The pathophysiological aberrations of T2DM extend beyond dysglycaemia. In the SMART2D study, there were improvements in lipids with sleep extension. However, there were few participants with hypertension, a key driver of macrovascular disease in T2DM, and no significant changes in blood pressure were reported with sleep extension. A recent randomized study of 18 mainly white adults with habitual sleep of < 6.5 hours investigated the impact of sleep extension by increasing time in bed for 6 weeks [6]. The increase in total sleep time, the primary study outcome, achieved with the sleep extension intervention was about 72 minutes. There were significant reductions in secondary outcome measures including HOMA insulin resistance, and systolic and diastolic blood pressure.

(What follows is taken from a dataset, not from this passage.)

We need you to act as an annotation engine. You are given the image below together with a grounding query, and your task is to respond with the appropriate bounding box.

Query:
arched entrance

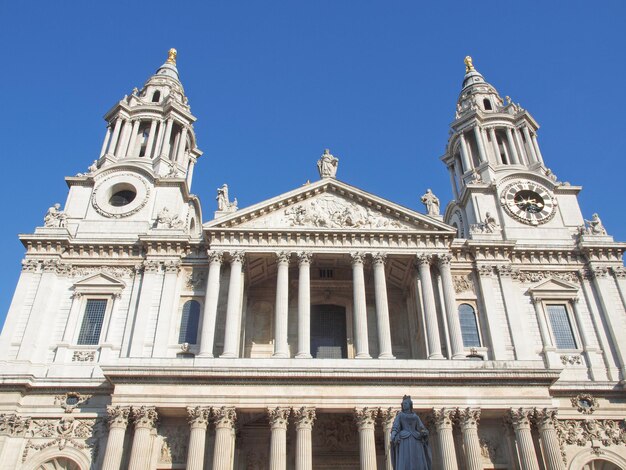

Results of emerging randomized clinical trials of sleep extension across adolescents and adults are promising and further confirm a role of sleep in cardiometabolic health [6–8]. The available randomized clinical trials demonstrate that it is possible to extend sleep using simple sleep hygiene measures at least for a short period. It is now time to study the impact of sleep extension on cardiometabolic health over longer periods and examine the impact of extending sleep in short sleepers at risk of cardiometabolic disease on body weight, food intake, energy expenditure, measures of glycemic control, and measures of cardiovascular disease such as blood pressure and lipids. Focusing sleep extension interventions on individuals with short habitual sleep may demonstrate a greater beneficial cardiometabolic effect. These studies should also provide mechanistic insights into the impact of sleep on cardiometabolic health including changes in autonomic nervous system activity, the hormonal milieu, the gut microbiome, and potential epigenetic alterations. Future lifestyle intervention studies should also consider a multi-modal approach that adds sleep extension to the management of food intake and physical activity considering the complex interactions amongst all these factors. In the meantime, adding improvements in sleep to public health interventions for obesity and T2DM prevention at an early age should be strongly considered [3].
Funding
There is no funding associated with this work.
Disclosure Statement
Financial disclosures: None. Nonfinancial disclosures: None.